In today’s competitive business landscape, you can no longer afford to make assumptions about your employees’ morale and motivations. A litany of factors can affect wellbeing in the workplace, and even enterprises that offer myriad perks and benefits are susceptible to high levels of dissatisfaction. So if you want to become an employer of choice and reduce levels of staff turnover, it’s time to get in touch with what’s happening within your walls.
So how do you get to the bottom of what’s going on in your business? Employee surveys are a good place to start. After all, how do you expect to have your questions answered if you don’t ask them? It might seem like a simple and obvious solution, but employee surveys can in fact do more harm than good if not properly crafted and implemented.
Many employers make the fatal error of creating surveys that read more like psychological evaluations, focusing on how employees feel about a wide range of subjects. Now that’s not to say that these feelings aren’t valid or worth being privy to, but what business benefit do they have at the end of the day? If you want your survey to mean something, it’s important that your questions are created with clear objectives in mind, and that you’re prepared to tackle and resolve any issues that might arise as a result.
So how do you craft questions that resonate within your workforce and deliver results for your business? Here are four tips to help you perfect the art of asking:
PICK YOUR SUBJECT MATTER CAREFULLY
Vagueness is the enemy of employee surveys, so it’s vital that you narrow down your subject field so as to generate targeted, concise results. Ultimately, your survey should look to address your key business objectives, and to deal with topics that align to these. So for instance, if your company prides itself on innovation, you might want to centre your survey on your employees’ ability to be creative, and look to address whatever barriers are hindering their success.

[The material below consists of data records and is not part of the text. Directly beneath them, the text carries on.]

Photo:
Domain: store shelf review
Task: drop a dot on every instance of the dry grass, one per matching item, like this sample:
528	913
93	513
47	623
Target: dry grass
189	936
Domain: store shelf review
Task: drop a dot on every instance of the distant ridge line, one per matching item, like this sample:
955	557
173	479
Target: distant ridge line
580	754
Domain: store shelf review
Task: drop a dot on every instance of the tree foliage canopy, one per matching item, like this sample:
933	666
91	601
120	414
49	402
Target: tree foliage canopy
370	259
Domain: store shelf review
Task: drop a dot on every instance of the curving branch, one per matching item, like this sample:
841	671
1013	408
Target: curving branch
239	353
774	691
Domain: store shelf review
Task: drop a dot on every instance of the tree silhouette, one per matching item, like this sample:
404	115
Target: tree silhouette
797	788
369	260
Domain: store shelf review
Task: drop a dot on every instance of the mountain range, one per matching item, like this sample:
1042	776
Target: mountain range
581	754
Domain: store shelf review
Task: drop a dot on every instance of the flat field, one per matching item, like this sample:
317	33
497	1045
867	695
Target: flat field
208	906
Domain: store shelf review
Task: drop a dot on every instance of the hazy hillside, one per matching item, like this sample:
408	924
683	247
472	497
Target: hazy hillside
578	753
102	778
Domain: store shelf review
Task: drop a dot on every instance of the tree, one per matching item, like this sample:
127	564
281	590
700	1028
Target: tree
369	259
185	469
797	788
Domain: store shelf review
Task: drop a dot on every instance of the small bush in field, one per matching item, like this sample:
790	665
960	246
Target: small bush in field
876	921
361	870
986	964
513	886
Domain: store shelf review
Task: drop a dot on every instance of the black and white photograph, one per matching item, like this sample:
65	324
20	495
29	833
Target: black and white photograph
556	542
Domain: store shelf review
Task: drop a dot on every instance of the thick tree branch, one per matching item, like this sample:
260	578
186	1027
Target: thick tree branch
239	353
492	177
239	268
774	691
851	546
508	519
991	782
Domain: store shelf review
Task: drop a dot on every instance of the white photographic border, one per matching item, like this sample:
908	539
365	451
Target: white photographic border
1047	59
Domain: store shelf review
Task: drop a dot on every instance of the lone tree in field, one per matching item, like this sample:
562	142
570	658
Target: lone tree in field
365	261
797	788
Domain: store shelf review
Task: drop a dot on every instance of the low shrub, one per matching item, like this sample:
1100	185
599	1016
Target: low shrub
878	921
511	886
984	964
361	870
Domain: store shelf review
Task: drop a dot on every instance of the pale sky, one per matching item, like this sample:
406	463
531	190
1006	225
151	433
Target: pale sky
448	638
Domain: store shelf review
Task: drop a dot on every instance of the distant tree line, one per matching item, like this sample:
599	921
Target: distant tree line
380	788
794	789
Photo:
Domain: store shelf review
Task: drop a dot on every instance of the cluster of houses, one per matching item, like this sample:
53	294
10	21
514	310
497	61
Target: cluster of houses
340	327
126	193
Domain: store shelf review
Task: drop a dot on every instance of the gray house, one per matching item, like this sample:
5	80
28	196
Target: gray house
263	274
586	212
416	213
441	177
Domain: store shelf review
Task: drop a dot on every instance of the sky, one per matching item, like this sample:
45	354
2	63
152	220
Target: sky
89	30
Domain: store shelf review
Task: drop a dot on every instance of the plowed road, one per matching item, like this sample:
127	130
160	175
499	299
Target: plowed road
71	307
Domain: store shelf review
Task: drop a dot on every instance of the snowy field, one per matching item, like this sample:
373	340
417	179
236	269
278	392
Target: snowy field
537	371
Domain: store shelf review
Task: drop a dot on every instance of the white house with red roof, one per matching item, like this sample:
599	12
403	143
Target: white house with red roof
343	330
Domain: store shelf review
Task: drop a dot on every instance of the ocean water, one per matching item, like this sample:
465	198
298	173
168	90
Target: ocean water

For many of your employees, this won’t be their first survey, and you’d be wise to expect a fair amount of cynicism across the board. In all likelihood, the majority of your staff contingent has probably offered their thoughts, opinions and suggestions via this type of forum many times before, only to have them fall on deaf ears. So it’s important that you manage expectations from the get-go, and explain to your employees that whilst all their answers will be considered, you unfortunately won’t be able to address every single issue that arises.
ASK FOR SPECIFICS
There’s no use in knowing that your employees don’t trust senior management if you have no understanding of the reasons behind this sentiment. So steer clear of the check box system when next initiating an employee feedback survey if you really want to get down to the nitty gritty. Make sure to offer your employees ample space to elaborate and add comments and suggestions – the more information you have at your disposal, the better equipped you’ll be to take consequent action.
MAKE THE ANSWERS COUNT
There’s absolutely no point in conducting any sort of survey if you aren’t prepared to make changes based on your findings. If you really want to improve your employee engagement and empower your employees in the process, you’ll need to show that you take their views seriously, and make real attempts to rectify some of the issues raised. It’s also important that you’re transparent with your findings, and that you communicate to all your employees the issues you’ve identified, as well as the ways in which you intend to address them.